Question

Before looking it up, predict intrinsic spin (i.e., actual angular momentum) of the deuteron, \({ }_{1}^{2} \mathrm{H}\). Explain your reasoning. (Hint: Nucleons are fermions.)

Short answer

Answer: The intrinsic spin of a deuteron is 1.

Step-by-step solution

Identify the components of the deuteron

A deuteron is composed of one proton and one neutron.

Consider the spin of a proton and a neutron

Both protons and neutrons are fermions, and thus they both have half-integer spins. Specifically, a proton has a spin of \(\dfrac{1}{2}\), and a neutron also has a spin of \(\dfrac{1}{2}\).

Calculate the total spin

Since the deuteron consists of one proton and one neutron, we need to add their spins together to get the total spin. There are two possibilities: either their spins align, or they don't align.

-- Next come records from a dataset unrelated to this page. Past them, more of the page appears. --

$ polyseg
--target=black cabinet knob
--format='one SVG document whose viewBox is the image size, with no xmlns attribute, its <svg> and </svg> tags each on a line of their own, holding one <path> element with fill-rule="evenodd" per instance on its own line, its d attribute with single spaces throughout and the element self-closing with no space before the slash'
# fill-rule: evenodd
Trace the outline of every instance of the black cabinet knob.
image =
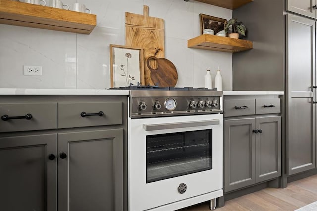
<svg viewBox="0 0 317 211">
<path fill-rule="evenodd" d="M 56 156 L 55 156 L 55 155 L 53 154 L 51 154 L 49 155 L 49 159 L 50 160 L 54 160 L 55 159 L 55 158 L 56 158 Z"/>
<path fill-rule="evenodd" d="M 62 159 L 65 159 L 67 157 L 67 155 L 65 153 L 61 153 L 59 154 L 59 158 Z"/>
</svg>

Step 3.1: Case 1 - Aligned Spins

If the spins of the proton and neutron align, their spins will add up, and the total spin would be: \(\dfrac{1}{2}+\dfrac{1}{2}=1\)

Step 3.2: Case 2 - Opposite Spins

If the spins of the proton and neutron are opposite, their spins will subtract, and the total spin would be: \(\dfrac{1}{2} - \dfrac{1}{2} = 0\)

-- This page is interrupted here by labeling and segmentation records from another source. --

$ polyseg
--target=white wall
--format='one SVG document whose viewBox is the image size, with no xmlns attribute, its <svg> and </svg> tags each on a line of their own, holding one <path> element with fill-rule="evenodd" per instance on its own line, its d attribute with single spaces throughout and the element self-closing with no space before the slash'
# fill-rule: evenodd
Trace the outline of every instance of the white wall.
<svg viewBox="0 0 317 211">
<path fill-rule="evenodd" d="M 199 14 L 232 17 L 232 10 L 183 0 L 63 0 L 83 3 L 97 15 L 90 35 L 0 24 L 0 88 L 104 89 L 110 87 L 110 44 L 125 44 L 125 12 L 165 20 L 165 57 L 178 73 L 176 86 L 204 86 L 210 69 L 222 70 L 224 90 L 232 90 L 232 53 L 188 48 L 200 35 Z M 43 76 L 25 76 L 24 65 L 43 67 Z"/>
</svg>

Determine the likely intrinsic spin of the deuteron

Considering both cases, we find that the intrinsic spin of the deuteron will be either \(1\) or \(0\). However, due to binding energy considerations and experimental observation, it turns out that the binding energy is minimized when the spins are aligned. Therefore, the deuteron has an intrinsic spin of \(1\).

Key concepts

Nuclear Physics

Nuclear physics is a branch of physics that deals with the constituents and behavior of atomic nuclei. This field seeks to understand the properties of nuclear matter under different conditions, such as the force that binds protons and neutrons together in the nucleus.

Nuclear physics is critical to understanding how elements are formed through nuclear fusion and fission processes. For instance, in the exercise, we're looking at the deuteron, the nucleus of deuterium, which serves as a simple yet fundamental system in nuclear physics to study the interactions between nucleons.

Fermions

Fermions are a class of particles named after the Italian physicist Enrico Fermi. One of the key characteristics of fermions is that they follow the Pauli exclusion principle, which states that no two identical fermions can occupy the same quantum state simultaneously.

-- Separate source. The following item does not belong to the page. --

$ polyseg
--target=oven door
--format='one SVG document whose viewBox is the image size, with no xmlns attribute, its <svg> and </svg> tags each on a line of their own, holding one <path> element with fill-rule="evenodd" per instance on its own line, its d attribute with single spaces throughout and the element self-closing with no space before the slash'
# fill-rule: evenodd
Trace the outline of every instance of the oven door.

In the context of our exercise, both protons and neutrons are fermions with half-integer spins. This means that they exhibit behaviors like antisymmetry under particle exchange, leading to their unique arrangement in an atomic nucleus and significantly influencing their interaction dynamics.

Angular Momentum

Angular momentum, in physics, is a measure of the amount of rotation an object has, taking into account its mass, shape, and speed. It’s a conserved quantity, meaning it remains constant in a closed system unless acted on by an outside torque.

The intrinsic spin of particles like protons and neutrons is a form of angular momentum. It's an intrinsic property, much like mass or charge, that doesn't depend on any motion through space. As highlighted in the exercise solution, these spins can combine in different ways to determine the total angular momentum of a system, such as the deuteron.

Nucleons

Nucleons are the building blocks of an atomic nucleus and include protons and neutrons. Protons carry a positive charge, while neutrons are neutral. Despite their charge difference, both have nearly the same mass and are held together in the nucleus by the strong nuclear force, which is much stronger than the electromagnetic force repelling the positively charged protons.

In our exercise, the deuteron consists of one proton and one neutron. The strong force between these two nucleons allows for the existence of a stable deuteron with measurable properties, such as its intrinsic spin, which is essential for understanding nuclear structure and stability.